Si è svolta il 18 gennaio, nel Palazzo della Cancelleria a Roma, la giornata di studio intitolata “Carisma e Istituzione in Movimenti e Comunità ecclesiali” promossa dal Centro Evangelii Gaudium dell’Istituto Universitario Sophia in collaborazione con l’Associazione Canonistica Italiana. Un’iniziativa dedicata a studiare aspetti teologici e canonici dei movimenti e delle comunità ecclesiali oggi, aperta dal saluto di Maria Voce, presidente del Movimento dei Focolari, a nome dei movimenti promotori, e dall’introduzione del card. Kevin Farrell, presidente del Dicastero per i laici, famiglia e vita.

Presente per Sophia il preside Piero Coda, chiamato a tenere una tra le relazioni della mattinata e dedicata ad un’analisi su più piani che ha considerato aspetti teologici, natura dei carismi, questioni giuridiche, governo e sinodalità dei processi decisionali. Una riflessione allargatasi poi nel pomeriggio alle questioni aperte, con rappresentanti di movimenti a confronto, e alle prospettive tracciate dai canonisti. La giornata ha ripreso un percorso tracciato già dai papi Paolo VI e Giovanni Paolo II: se il primo, in un discorso tenuto nel 1973 al II Congresso internazionale di Diritto canonico, aveva invitato i partecipanti ad “approfondire l’opera dello Spirito che deve esprimersi anche nel Diritto della Chiesa”, dieci anni dopo il secondo promulgava il nuovo Codice di Diritto canonico e, sette anni più tardi, il Codice dei canoni delle Chiese orientali.

Nel tempo, vi hanno cercato collocazione nuove realtà carismatiche denominate genericamente “movimenti e comunità ecclesiali”, espressione che definisce realtà aggregative che si presentano, pur rifacendosi alla tradizione della Chiesa, con caratteristiche in parte inedite.
Peraltro, poiché i due Codici vigenti non conoscono questo termine, queste nuove aggregazioni sono state collocate giuridicamente tra le associazioni di fedeli.

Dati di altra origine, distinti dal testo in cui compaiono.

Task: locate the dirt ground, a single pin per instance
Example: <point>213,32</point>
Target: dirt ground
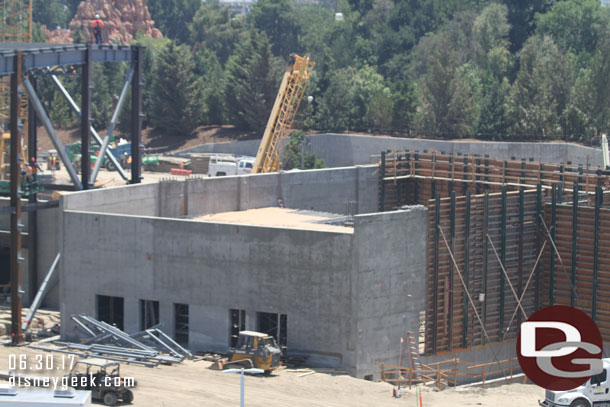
<point>193,383</point>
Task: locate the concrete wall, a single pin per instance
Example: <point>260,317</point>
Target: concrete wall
<point>327,190</point>
<point>213,268</point>
<point>348,297</point>
<point>141,199</point>
<point>389,256</point>
<point>48,247</point>
<point>341,150</point>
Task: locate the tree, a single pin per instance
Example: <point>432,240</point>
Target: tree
<point>215,27</point>
<point>521,17</point>
<point>493,122</point>
<point>252,80</point>
<point>51,13</point>
<point>176,105</point>
<point>446,100</point>
<point>297,154</point>
<point>404,96</point>
<point>542,88</point>
<point>575,25</point>
<point>276,18</point>
<point>172,17</point>
<point>208,69</point>
<point>335,106</point>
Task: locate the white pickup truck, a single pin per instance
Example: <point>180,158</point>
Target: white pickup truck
<point>224,164</point>
<point>594,393</point>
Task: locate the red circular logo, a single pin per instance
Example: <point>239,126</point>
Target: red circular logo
<point>559,348</point>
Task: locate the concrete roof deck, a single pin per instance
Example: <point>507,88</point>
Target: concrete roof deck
<point>281,217</point>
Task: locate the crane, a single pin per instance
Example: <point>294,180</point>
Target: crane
<point>282,115</point>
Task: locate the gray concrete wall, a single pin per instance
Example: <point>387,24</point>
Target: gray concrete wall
<point>389,255</point>
<point>327,190</point>
<point>342,150</point>
<point>48,246</point>
<point>141,199</point>
<point>213,268</point>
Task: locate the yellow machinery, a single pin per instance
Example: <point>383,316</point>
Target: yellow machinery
<point>16,27</point>
<point>255,349</point>
<point>282,115</point>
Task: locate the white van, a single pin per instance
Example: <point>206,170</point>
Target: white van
<point>244,165</point>
<point>12,396</point>
<point>221,165</point>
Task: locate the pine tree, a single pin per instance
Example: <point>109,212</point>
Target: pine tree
<point>176,100</point>
<point>252,80</point>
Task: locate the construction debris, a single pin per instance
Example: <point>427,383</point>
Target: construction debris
<point>147,348</point>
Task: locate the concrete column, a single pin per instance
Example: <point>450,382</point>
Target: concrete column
<point>131,317</point>
<point>251,320</point>
<point>242,194</point>
<point>167,317</point>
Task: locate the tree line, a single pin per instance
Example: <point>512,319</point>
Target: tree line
<point>506,70</point>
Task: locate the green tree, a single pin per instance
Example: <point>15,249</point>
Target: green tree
<point>404,95</point>
<point>493,122</point>
<point>575,25</point>
<point>252,80</point>
<point>209,70</point>
<point>173,17</point>
<point>335,106</point>
<point>446,101</point>
<point>51,13</point>
<point>521,17</point>
<point>215,27</point>
<point>176,105</point>
<point>297,154</point>
<point>542,89</point>
<point>276,18</point>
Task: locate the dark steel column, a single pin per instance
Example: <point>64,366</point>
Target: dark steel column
<point>32,215</point>
<point>85,119</point>
<point>15,253</point>
<point>136,117</point>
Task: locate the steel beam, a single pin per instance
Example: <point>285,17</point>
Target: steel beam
<point>599,196</point>
<point>136,116</point>
<point>32,199</point>
<point>112,125</point>
<point>15,202</point>
<point>46,121</point>
<point>85,118</point>
<point>466,272</point>
<point>96,136</point>
<point>554,193</point>
<point>502,259</point>
<point>437,220</point>
<point>382,183</point>
<point>574,241</point>
<point>39,56</point>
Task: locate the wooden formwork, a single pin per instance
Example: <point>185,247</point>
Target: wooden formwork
<point>411,177</point>
<point>482,232</point>
<point>496,213</point>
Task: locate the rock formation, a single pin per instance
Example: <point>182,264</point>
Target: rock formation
<point>122,20</point>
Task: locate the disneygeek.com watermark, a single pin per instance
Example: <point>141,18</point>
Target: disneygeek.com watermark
<point>560,348</point>
<point>53,371</point>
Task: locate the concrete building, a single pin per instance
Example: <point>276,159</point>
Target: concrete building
<point>328,276</point>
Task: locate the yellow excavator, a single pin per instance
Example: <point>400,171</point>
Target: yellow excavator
<point>255,349</point>
<point>292,89</point>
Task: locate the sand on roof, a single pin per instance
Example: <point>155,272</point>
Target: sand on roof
<point>279,217</point>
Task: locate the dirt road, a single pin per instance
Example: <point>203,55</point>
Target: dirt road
<point>195,384</point>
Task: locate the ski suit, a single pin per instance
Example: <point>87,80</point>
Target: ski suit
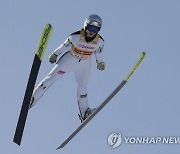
<point>75,57</point>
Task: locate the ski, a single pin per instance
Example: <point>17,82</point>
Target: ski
<point>31,82</point>
<point>107,100</point>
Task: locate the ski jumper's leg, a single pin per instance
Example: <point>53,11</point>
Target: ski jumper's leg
<point>82,75</point>
<point>63,66</point>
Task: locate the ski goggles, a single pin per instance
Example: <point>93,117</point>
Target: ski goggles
<point>92,28</point>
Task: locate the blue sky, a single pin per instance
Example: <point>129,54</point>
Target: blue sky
<point>147,106</point>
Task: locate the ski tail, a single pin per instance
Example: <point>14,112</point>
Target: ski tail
<point>107,100</point>
<point>31,82</point>
<point>137,64</point>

Ma quando il diritto di queste associazioni rientra nelle complesse dinamiche che la natura stessa delle realtà ecclesiali richiede? E cosa comporta, ad esempio, la diversità carismatica di talune associazioni sul piano canonico?

Queste e altre le questioni di attualità sottoposte alla riflessione dei convegnisti, in linea con la lettera apostolica Iuvenescit Ecclesia indirizzata dalla Congregazione per la dottrina della fede ai vescovi della Chiesa cattolica, che richiama “alla luce della relazione tra doni gerarchici e carismatici, quegli elementi teologici ed ecclesiologici la cui comprensione può favorire una feconda ed ordinata partecipazione delle nuove aggregazioni alla comunione ed alla missione della Chiesa”.

“E’ stata interessante la possibilità di un ricco confronto tra autorità religiose, associazioni e laici, sulla realtà dei nuovi movimenti – ha affermato Piero Coda. – Siamo di fronte, visti i precedenti, ad una terza fase storica, quella dell’analisi sulla loro istituzionalizzazione, dopo una prima relativa alla riflessione su nascita e dinamiche all’interno della vita ecclesiale ed una seconda sull’accompagnamento per il raggiungimento di una maturità ecclesiale, voluto da Giovanni Paolo II. La riforma ad ampio raggio della Chiesa, che contraddistingue il pontificato di Francesco, ci esorta da un lato a muoverci nell’attenzione alla complementare essenzialità tra doni gerarchici e doni carismatici, aperti all’azione dello Spirito Santo, dall’altra a perseguire l’annuncio del Vangelo in un cammino di comunione condiviso tra le realtà ispirate da diversi carismi, composte da laici e religiosi”.

Il riferimento è alle parole pronunciate da Francesco a novembre 2014 in occasione del III Convegno mondiale dei movimenti ecclesiali e delle nuove comunità, quando invitò a: “Non dimenticare che il bene più prezioso, il sigillo dello Spirito Santo, è la comunione”, sottolineando non solo che essa non può esistere in un movimento o comunità se non si integra nella comunione più grande che è la Chiesa, ma anche che “se una certa istituzionalizzazione del carisma è necessaria per la sua stessa sopravvivenza, non bisogna illudersi che le strutture esterne possano garantire l’azione dello Spirito Santo”.